5. In the third quarter of 2010 alone, for example, more than 20 million smartphones were reportedly sold in the United States, up from about 14.5 million in the second quarter of 2010 and 9.7 million in the same quarter of 2009. (Bilton, The Race to Dominate the Smartphone Market, the New York Times Bits Blog (Nov. 1, 2010) <http://bits.blogs.nytimes.com/2010/11/01/apple-and-google-excel-in-u-s-smartphone-growth/> [as of Jan. 3, 2011]; Hamblen, OS war has Android on top in U.S. smartphone sales (Aug. 12, 2010) Computerworld <http://www.computerworld.com/s/article/9180624/OS_war_has_Android_on_top_in___U.S.___ smartphone_sales> [as of Jan. 3, 2011].)
6. Defendant did not challenge the seizure of his phone, only the search of the data stored on it. Nor do I contend the police needed a warrant or probable cause to take defendant's phone from him and secure it. Once secured, the phone could have been searched later if a warrant, founded on probable cause, issued for the search.
7. At oral argument, the Attorney General noted that data on some smartphones can be remotely wiped, which might allow an accomplice to destroy evidence on the phone even while the arrestee remains in custody and the phone in police control. As an argument for warrantless searching, this proves too much. A suspect arrested in his or her home or office might also leave behind a computer with evidence that could be destroyed by an accomplice while the arrestee is in custody, but this possibility does not entitle police to search the contents of such computers without probable cause or a search warrant. In either circumstance (home computer or handheld computer) an immediate search without waiting for a warrant might be desirable from the perspective of efficient policing, but "the mere fact that law enforcement may be made more efficient can never by itself justify disregard of the Fourth Amendment." (Mincey v. Arizona (1978) 437 U.S. 385, 393 [57 L.Ed.2d 290, 98 S.Ct. 2408].) In any event, it appears that remote wiping can be avoided by removing the smartphone's battery and/or storing the phone in a shielded container, as law enforcement officers are being trained to do. (See Grubb, Remote wiping thwarts secret service, ZDNet (Australian ed., May 18, 2010) <http://www.zdnet.com.au/remote-wiping-thwarts-secret-service-339303239.htm> [as of Jan. 3, 2011].)
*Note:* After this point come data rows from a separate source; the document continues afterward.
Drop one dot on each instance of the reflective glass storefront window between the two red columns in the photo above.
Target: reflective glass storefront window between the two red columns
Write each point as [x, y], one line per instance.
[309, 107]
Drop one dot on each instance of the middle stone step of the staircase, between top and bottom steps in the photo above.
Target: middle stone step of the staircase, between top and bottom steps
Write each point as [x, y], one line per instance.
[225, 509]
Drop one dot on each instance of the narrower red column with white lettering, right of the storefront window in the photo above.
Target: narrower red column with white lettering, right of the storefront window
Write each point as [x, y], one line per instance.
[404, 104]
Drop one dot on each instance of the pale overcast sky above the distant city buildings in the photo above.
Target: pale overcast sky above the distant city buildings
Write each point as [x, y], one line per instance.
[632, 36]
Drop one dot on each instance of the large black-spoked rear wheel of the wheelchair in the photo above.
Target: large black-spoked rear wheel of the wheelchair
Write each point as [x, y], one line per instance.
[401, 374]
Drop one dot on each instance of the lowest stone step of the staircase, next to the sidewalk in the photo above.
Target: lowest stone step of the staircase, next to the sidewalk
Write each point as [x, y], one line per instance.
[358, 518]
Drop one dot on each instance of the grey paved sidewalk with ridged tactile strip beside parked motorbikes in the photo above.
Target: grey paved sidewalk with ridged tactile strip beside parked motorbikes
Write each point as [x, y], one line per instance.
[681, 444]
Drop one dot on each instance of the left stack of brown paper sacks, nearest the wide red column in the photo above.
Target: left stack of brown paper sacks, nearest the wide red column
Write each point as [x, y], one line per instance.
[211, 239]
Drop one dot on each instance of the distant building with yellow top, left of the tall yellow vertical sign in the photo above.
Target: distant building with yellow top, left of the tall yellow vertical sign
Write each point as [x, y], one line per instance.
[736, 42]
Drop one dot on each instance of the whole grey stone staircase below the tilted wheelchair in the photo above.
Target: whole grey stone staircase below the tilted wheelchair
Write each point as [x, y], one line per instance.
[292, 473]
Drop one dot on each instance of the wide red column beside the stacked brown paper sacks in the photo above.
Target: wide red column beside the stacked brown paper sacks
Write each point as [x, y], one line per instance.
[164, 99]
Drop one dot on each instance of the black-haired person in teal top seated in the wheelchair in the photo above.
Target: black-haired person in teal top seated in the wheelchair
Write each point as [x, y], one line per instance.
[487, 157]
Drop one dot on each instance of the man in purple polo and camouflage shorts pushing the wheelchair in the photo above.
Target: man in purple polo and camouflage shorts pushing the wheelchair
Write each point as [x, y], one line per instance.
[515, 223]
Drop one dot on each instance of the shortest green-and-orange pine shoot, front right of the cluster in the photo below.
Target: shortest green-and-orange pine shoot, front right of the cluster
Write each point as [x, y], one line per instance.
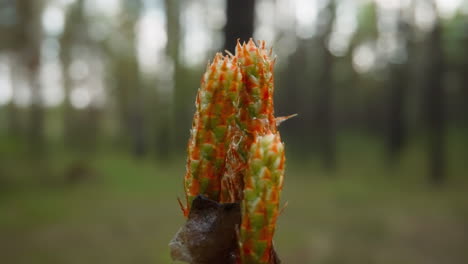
[263, 182]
8. The majority observes that substantial private information can be carried in the nondigital forms of letters and diaries. (Maj. opn., ante, at p. 96.) Implicit in the majority's argument is the assumption that police may not only take a letter or diary from an arrestee and inventory it, but may, without a warrant, read through all of its contents. Neither this court nor the United States Supreme Court has so held.
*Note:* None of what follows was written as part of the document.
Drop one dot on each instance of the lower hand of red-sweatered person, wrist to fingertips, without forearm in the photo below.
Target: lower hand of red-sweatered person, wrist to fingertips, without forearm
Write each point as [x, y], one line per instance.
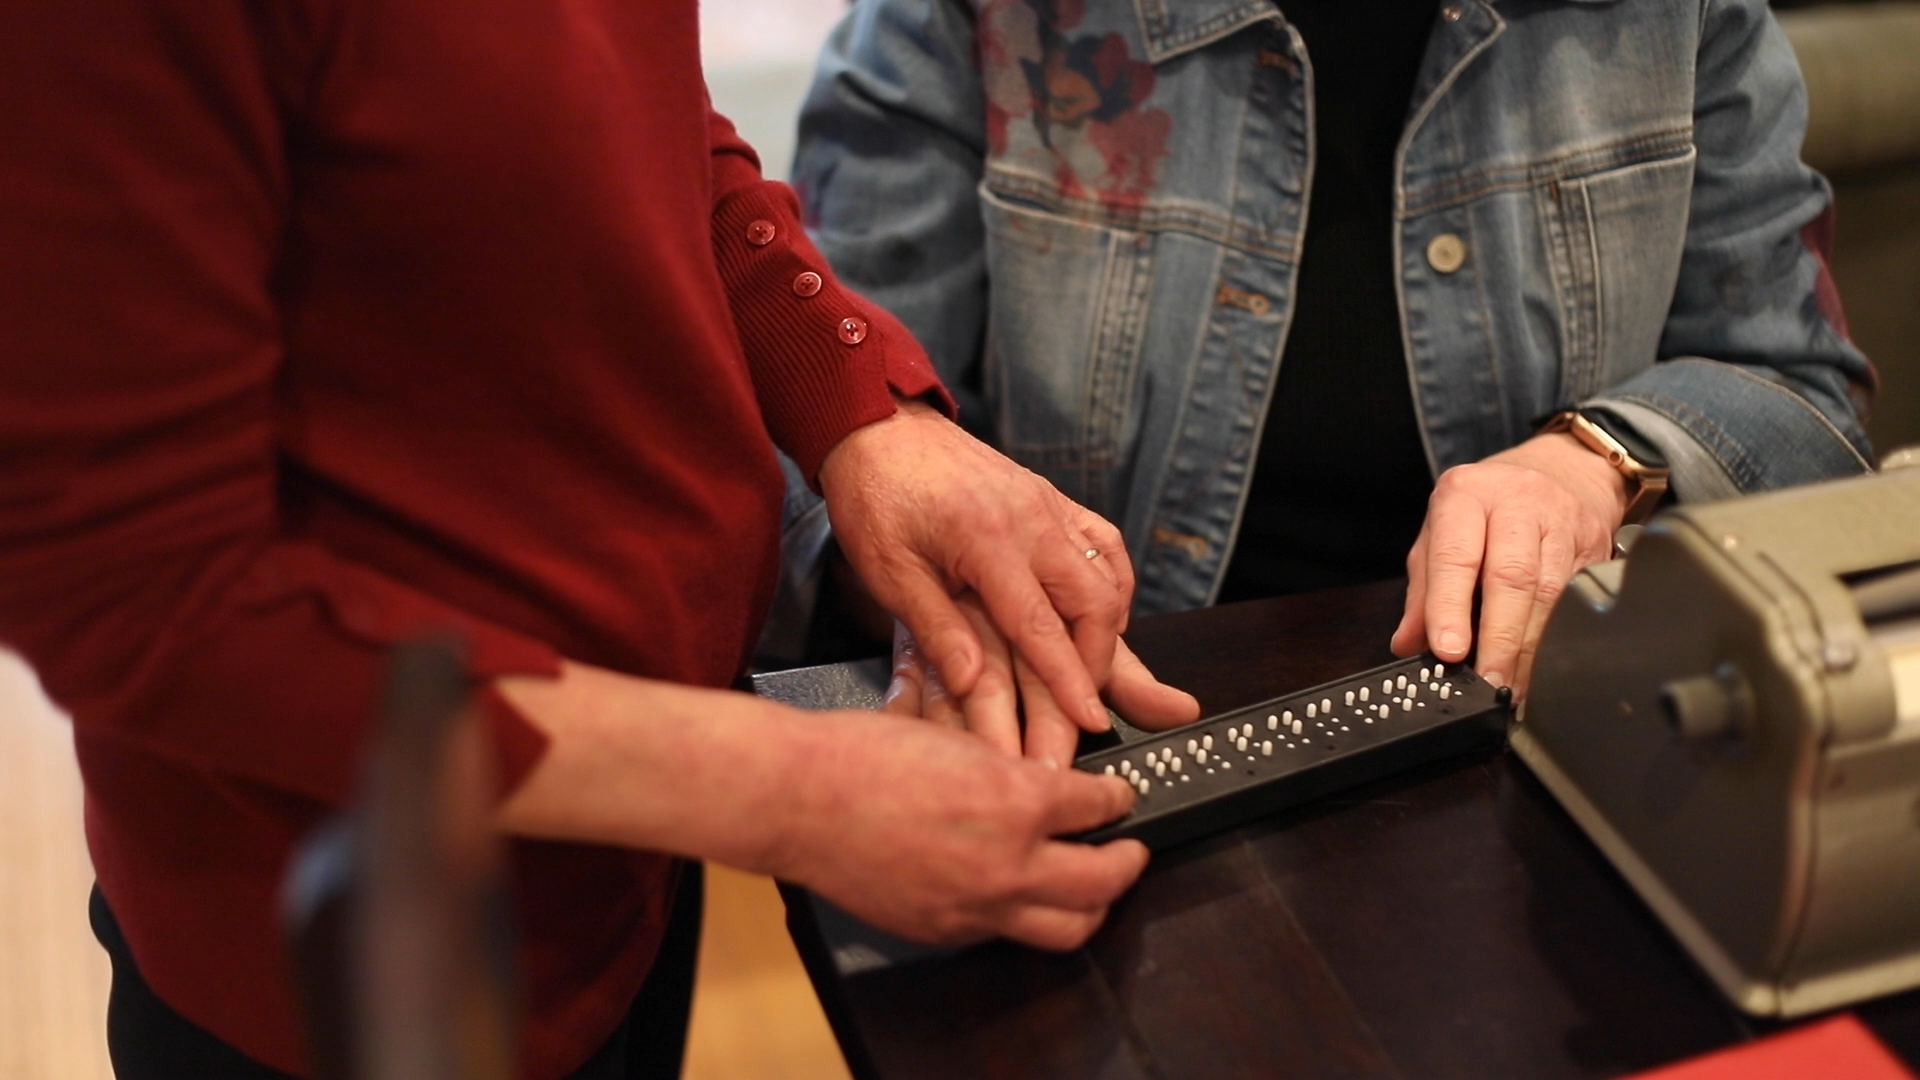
[930, 835]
9. The Belton court stated: "`Container' here denotes any object capable of holding another object. It thus includes closed or open glove compartments, consoles, or other receptacles located anywhere within the passenger compartment, as well as luggage, boxes, bags, clothing, and the like." (New York v. Belton, supra, 453 U.S. at pp. 460-461, fn. 4.) As Belton clearly spoke only of objects physically containing other objects, the majority's reliance on that case for the proposition that any "container," whatever the extent of the arrestee's expectation of privacy in it, may be searched incident to arrest (maj. opn., ante, at p. 95) is misplaced when it comes to mobile phones and other electronic communication and data storage devices. Still less on point is United States v. Ross (1982) 456 U.S. 798 [72 L.Ed.2d 572, 102 S.Ct. 2157], which did not even involve a search incident to arrest. That the high court in Ross declined to distinguish among probable cause searches of "paper bags, locked trunks, lunch buckets, and orange crates" carried in automobiles (id. at p. 822) hardly requires that an arrestee's mobile phone, smartphone or handheld computer be treated the same as clothing or a crumpled cigarette package.